Von den zumeist unsanft hier gelandeten Promis spricht man auf Ikaria noch heute - auch gerne von den ganz alten. Ikarus selbst - oder vielmehr der Sage von Ikarus - verdankt die Insel in der östlichen Ägäis nämlich ihren Namen: Mit selbst gebastelten Flügeln aus Federn und Wachs floh er mit seinem Vater Dädalus aus dem Labyrinth von Knossos übermütig der Sonne entgegen. Und stürzte dann tragisch, aber eben vor der südlichen Küste Ikarias ab.

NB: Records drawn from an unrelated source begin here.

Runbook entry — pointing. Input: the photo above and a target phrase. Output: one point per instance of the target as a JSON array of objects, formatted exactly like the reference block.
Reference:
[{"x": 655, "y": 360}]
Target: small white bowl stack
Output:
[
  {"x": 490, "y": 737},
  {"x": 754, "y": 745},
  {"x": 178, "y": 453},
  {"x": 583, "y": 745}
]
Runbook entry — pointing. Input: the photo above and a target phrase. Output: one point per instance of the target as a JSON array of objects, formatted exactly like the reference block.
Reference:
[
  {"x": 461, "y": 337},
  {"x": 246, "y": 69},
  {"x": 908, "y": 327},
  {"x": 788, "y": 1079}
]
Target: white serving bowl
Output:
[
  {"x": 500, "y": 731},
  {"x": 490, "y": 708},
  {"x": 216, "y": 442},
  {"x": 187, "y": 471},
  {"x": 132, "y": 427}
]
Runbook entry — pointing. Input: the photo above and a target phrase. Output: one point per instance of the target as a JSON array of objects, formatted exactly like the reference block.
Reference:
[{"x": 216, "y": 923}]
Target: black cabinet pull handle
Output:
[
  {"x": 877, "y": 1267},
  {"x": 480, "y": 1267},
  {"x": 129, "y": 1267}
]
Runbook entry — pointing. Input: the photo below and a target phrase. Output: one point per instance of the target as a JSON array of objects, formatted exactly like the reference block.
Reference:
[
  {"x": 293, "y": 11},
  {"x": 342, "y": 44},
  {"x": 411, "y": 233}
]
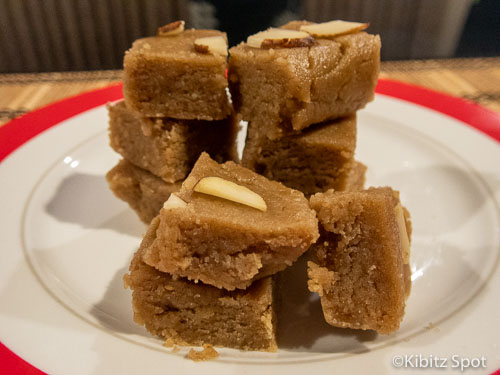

Noch bevor man nachfragen kann, wo genau denn das war, wird einem schon erzählt, wie der Wein in die Welt kam - natürlich ebenfalls per Legende und durch den Halbgott Dionysos: Er verbrachte eine Liebesnacht mit Aphrodite, und als er am Morgen allein erwachte - das kann man heute eher auf Mykonos haben -, flossen seine Tränen in die Erde, und daraus erwuchs sogleich der erste Weinstock. Der Saft daraus, der alle Sorgen vergessen macht, wurde stolz in Athen präsentiert, und das Geschäft mit dem ikariotischen Wein begann zu blühen. Nicht ohne Grund war Ikaria unter dem Namen Oinoi, die Weininsel, in der antiken Welt berühmt.

Ein Odyssee der Ortsnamen

Dem heutigen Ort Kampos sieht man seine historische Bedeutung vielleicht dennoch nicht gleich an. Der Wein Pramnios - von Homer tatsächlich in der Odyssee erwähnt - gedieh hier so prächtig, dass man die antike Stadt kurzzeitig in aller Dankbarkeit Dionysias taufte und der Einfachheit halber um 750 vor Christus dann nur noch Oinoi, also altgriechisch "Wein". Das kleine archäologische Museum sowie die Kirche der Heiligen Irene aus byzantinischer Zeit kann man sich hier ruhig anschauen. Vassilis, ist nicht nur Kustos in diesem Museum, sondern auch ein begnadeter Geschichtenerzähler, eventuelle bauliche Lücken schließt er mühelos mit Text. In Agios Kirikos betreut er zudem die archäologischen Funde der Festung Drakanon, vermietet nette Zimmer und pflegt als Winzer mit Leidenschaft das Erbe von Dionysos am Steilhang.

Von der schroffen Küste war bisher immer die Rede. Flach und breit widerlegen die beiden feinen Sandstrände Messachti und Livade zwischen Gialiskari und Armenistis die Vermutung, hier wäre es nur deshalb so ruhig, weil man gar nicht erst wieder ins Meer komme. Selbst in Armenistis, dem touristischen Mittelpunkt Ikarias an einer attraktiven Bucht, droht bei einem allgemein moderaten Insel-Tempo niemals Hektik. Und dennoch: Auf Ikaria geht es immer noch ein wenig ruhiger.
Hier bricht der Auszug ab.